Commodities trading and mining company Glencore, meanwhile, reported a swing back into profit after its costly Xstrata acquisition, and on Wednesday announced a $1-billion share buy-back that saw its share price hold firm on the day.
NewCo will hold assets such as aluminium, coal, manganese, nickel and silver, which are not core to the company’s focus although the estimated value is substantial at $15-billion – 20% of BHP Billiton’s current market capitalisation, and said to be the largest asset sale in mining history.
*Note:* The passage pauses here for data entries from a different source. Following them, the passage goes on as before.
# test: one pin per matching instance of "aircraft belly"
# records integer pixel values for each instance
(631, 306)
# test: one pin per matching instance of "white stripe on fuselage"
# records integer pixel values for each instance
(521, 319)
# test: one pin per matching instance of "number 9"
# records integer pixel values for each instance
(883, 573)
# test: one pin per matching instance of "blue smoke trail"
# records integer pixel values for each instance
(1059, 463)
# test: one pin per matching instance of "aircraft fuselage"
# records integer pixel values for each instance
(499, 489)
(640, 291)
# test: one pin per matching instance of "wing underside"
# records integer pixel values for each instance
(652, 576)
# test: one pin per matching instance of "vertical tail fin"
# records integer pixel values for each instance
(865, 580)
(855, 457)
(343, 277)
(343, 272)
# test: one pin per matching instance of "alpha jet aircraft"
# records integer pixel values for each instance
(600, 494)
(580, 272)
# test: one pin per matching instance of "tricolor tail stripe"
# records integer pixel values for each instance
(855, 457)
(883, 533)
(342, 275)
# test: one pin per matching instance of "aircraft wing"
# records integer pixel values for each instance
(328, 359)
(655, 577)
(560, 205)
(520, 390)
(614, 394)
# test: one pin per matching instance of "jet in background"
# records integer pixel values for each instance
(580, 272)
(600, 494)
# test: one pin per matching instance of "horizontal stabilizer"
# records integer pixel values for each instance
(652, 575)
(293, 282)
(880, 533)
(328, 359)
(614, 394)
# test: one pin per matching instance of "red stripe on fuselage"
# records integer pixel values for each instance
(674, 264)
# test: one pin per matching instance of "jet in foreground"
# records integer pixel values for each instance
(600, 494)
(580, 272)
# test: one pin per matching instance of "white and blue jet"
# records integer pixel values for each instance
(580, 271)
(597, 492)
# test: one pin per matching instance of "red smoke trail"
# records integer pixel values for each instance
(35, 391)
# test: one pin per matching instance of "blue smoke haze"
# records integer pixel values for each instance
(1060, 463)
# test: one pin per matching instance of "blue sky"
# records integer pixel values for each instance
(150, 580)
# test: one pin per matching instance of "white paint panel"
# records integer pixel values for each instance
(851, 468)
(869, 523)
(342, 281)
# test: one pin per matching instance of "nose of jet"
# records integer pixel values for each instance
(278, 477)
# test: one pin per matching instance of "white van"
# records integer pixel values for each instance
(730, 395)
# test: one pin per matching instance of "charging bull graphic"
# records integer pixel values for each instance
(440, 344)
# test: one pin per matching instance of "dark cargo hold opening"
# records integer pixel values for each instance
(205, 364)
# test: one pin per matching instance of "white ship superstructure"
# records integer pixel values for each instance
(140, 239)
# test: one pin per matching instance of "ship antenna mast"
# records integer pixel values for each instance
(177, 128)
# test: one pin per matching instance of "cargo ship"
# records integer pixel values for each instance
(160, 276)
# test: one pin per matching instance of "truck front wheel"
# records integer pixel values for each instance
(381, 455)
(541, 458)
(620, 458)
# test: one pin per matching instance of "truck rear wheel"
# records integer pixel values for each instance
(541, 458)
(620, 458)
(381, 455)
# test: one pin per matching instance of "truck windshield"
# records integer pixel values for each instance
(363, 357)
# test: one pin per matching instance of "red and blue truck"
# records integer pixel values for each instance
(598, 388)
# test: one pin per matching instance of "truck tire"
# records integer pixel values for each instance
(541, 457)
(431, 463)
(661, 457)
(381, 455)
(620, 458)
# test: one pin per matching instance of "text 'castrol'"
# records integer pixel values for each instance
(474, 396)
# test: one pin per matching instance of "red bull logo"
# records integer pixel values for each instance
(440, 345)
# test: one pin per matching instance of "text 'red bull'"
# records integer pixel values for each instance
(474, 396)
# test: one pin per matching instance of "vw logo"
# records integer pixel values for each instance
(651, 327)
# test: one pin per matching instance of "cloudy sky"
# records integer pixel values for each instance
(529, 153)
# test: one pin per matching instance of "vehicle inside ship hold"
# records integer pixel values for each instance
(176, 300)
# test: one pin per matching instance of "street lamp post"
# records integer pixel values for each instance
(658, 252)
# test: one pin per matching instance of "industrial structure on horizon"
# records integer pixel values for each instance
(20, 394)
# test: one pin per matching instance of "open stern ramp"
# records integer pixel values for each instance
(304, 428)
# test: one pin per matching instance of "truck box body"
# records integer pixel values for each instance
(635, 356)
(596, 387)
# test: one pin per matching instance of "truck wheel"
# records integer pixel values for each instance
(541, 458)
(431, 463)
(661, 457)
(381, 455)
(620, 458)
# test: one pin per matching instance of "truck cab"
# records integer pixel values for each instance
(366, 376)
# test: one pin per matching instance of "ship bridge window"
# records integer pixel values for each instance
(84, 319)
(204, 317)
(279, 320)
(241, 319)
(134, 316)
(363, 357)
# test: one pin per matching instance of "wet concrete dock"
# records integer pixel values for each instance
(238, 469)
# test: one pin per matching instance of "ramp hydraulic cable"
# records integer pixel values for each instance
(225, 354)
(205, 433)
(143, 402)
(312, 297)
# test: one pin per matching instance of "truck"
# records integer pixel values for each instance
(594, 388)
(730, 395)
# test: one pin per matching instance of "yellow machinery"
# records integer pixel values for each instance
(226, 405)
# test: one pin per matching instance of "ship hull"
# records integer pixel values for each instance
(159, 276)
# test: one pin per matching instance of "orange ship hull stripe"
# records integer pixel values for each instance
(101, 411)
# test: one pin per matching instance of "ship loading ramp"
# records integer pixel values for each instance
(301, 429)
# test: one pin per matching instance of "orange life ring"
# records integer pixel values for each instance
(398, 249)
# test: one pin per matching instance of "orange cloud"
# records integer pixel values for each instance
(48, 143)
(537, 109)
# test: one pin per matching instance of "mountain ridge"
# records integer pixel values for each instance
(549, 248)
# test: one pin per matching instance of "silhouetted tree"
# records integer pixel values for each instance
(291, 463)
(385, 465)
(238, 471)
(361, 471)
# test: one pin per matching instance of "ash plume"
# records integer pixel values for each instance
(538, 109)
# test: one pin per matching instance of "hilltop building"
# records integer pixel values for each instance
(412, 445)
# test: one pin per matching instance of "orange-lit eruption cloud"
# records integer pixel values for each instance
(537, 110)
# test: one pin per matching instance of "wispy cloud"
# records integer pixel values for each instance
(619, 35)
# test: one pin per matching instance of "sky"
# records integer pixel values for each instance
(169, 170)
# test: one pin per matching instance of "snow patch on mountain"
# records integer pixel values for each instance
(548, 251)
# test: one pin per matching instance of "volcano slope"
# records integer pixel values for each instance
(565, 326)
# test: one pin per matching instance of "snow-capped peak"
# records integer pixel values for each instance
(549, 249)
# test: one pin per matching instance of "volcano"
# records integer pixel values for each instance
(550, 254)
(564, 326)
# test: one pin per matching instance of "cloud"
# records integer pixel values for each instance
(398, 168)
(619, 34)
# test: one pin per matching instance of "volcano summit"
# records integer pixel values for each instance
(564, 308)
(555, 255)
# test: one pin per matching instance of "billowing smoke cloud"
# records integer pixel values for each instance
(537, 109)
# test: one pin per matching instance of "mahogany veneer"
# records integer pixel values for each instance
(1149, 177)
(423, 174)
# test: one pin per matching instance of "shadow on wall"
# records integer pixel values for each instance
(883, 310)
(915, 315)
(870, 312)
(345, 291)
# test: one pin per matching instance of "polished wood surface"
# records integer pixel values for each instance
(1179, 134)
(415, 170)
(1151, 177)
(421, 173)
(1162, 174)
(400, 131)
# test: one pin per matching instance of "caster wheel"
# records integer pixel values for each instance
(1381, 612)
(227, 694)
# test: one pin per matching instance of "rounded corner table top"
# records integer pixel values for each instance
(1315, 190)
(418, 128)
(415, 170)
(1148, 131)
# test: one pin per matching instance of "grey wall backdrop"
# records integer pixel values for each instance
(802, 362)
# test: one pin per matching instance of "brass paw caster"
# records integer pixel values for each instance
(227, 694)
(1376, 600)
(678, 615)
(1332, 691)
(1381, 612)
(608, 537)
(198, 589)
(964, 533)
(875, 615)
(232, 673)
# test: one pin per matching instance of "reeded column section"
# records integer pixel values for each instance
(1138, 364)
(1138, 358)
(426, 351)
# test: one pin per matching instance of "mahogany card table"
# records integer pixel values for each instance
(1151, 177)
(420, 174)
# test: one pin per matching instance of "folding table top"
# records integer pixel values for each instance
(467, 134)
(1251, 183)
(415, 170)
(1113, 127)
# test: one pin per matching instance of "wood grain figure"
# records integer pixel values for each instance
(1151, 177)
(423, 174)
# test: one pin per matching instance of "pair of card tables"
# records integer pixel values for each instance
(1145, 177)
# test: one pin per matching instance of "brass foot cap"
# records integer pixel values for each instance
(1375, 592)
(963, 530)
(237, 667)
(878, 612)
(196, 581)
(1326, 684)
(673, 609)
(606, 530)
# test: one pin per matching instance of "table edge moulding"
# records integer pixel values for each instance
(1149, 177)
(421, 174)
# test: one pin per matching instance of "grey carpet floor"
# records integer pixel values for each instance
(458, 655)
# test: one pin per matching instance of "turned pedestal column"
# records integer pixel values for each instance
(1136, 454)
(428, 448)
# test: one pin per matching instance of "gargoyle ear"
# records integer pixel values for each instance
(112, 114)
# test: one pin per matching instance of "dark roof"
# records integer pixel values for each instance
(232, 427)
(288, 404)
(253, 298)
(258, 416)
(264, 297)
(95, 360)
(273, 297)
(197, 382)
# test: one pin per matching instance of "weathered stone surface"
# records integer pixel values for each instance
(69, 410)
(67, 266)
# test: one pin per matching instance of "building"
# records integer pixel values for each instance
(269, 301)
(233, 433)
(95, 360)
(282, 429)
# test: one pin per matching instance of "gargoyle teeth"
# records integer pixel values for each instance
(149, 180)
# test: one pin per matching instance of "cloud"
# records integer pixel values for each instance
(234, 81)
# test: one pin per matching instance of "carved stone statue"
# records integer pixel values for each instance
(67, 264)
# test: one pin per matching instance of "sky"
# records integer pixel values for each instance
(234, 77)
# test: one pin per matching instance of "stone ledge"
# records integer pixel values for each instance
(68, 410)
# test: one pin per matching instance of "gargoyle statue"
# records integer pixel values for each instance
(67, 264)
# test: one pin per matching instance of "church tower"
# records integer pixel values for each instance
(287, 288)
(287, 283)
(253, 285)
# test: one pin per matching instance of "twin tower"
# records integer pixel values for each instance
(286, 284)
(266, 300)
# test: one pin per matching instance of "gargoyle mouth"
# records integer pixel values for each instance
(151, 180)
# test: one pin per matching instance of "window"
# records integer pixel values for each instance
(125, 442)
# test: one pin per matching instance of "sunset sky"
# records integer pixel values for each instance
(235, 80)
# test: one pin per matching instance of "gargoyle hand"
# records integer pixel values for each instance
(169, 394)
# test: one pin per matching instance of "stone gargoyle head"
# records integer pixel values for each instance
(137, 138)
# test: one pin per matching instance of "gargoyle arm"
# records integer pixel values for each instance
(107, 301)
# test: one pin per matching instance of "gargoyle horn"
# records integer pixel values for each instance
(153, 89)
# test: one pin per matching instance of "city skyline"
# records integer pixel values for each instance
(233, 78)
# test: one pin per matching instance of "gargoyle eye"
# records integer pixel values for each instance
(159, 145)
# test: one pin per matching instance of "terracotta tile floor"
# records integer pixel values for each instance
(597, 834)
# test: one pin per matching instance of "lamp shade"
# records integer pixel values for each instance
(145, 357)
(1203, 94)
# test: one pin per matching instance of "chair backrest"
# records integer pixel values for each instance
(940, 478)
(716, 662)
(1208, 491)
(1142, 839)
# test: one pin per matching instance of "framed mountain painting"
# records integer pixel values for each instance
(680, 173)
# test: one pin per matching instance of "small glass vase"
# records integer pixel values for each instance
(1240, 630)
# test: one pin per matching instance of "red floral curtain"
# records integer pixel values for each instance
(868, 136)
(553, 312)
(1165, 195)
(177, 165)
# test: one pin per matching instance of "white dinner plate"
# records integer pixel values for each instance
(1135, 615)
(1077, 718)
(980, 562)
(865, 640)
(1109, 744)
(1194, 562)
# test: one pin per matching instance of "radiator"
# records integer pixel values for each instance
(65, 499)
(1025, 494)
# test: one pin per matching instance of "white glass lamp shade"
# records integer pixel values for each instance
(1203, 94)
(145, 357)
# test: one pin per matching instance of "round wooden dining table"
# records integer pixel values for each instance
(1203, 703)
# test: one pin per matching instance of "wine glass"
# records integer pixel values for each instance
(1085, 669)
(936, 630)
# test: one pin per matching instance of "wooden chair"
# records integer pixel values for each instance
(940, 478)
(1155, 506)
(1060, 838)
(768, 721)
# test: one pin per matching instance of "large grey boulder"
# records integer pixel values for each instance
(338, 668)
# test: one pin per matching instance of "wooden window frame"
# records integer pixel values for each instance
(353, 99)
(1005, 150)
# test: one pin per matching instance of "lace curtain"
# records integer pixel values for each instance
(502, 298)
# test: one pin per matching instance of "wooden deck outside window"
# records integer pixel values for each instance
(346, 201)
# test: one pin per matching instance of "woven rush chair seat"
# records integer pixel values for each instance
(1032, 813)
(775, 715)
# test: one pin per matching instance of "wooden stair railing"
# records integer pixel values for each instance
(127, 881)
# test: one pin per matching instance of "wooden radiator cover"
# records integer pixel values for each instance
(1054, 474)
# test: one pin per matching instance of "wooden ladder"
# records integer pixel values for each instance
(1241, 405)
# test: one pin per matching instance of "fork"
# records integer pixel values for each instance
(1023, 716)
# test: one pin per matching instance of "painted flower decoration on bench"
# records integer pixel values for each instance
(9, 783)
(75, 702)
The parent company will turn its focus to iron ore, copper, coal, petroleum and potash – which contribute the bulk to company profits – in order for it to become a “higher-margin, higher-return” business.
The NewCo head office will be in Perth and a regional one will be based in Johannesburg – a third of the spin-off company’s assets will be in South Africa.
‘Fantastic news’
Mining analyst Peter Major at Cadiz Corporate Solutions said he thought the demerger was “fantastic news … When things get too big they can’t be managed correctly.”
Guy Antoine, investment analyst at Element Investment Managers, said BHP Billiton had been “silently exiting South Africa for a long time”; with the unbundling it has “cleanly and completely divested in South Africa”.
The news saw the BHP stock price take a 5% hit on the day, possibly owed to market expectations of a share buy-back or a special dividend.
The new company will not have a London listing like BHP Billiton has because, according to the company, it would have been a lot more expensive and approvals would have been more difficult.
Existing shareholders will be offered an in-specie distribution of shares in the new listed company on a pro-rata basis, but Antoine said the announcement appeared to favour the Australian shareholder as the fact that the new company won’t be listed in London causes a problem for London shareholders, many of whom have mandates requiring them to dispose of shares in the existing company if they are unable to buy them on the London exchange.
Shareholders might also worry about the debt from the spun-off assets, which will largely remain with the parent BHP. “With additional debt and no return of capital in a buy-back it would do a lot to explain the share price reaction,” Antoine said.
Shareholder value
Michael Kavanagh, metals and mining analyst at Noah Capital, said at this point in the commodities cycle, there is pressure on management teams to deliver shareholder value. “There is a herd mentality and you will see that in both the up cycle and in the down cycle each guy is trying to create more value than the guy next door.”
Glencore is alone in buying back shares. “Their behaviour is contrarian compared to the other companies,” Antoine said. “They prefer to invest when assets are cheap at the bottom of the commodity price cycle.”
It makes sense for Glencore as its strategy focuses on growth and expansion, even as the rest of the mining sector tightens its belt.
Glencore management are also quite big shareholders in the company, with South African-born chief executive Ivan Glasenberg himself owning 8% of the company. “Their capital management generally aligns with what we as shareholders would want to see,” said Antoine.
Glasenberg said during a press conference, he could not comment on why competitors had not pursued share buy-backs but noted: “We will continue doing this, that is the nature of us – it’s all about shareholder creation of value.”
Glasenberg said he could not comment on BHP Billiton’s announcement yet, but that Glencore was primarily focused on not the size or lifespan but rather the good return of assets. And, unlike its competitors, it also considered the trading benefits around assets.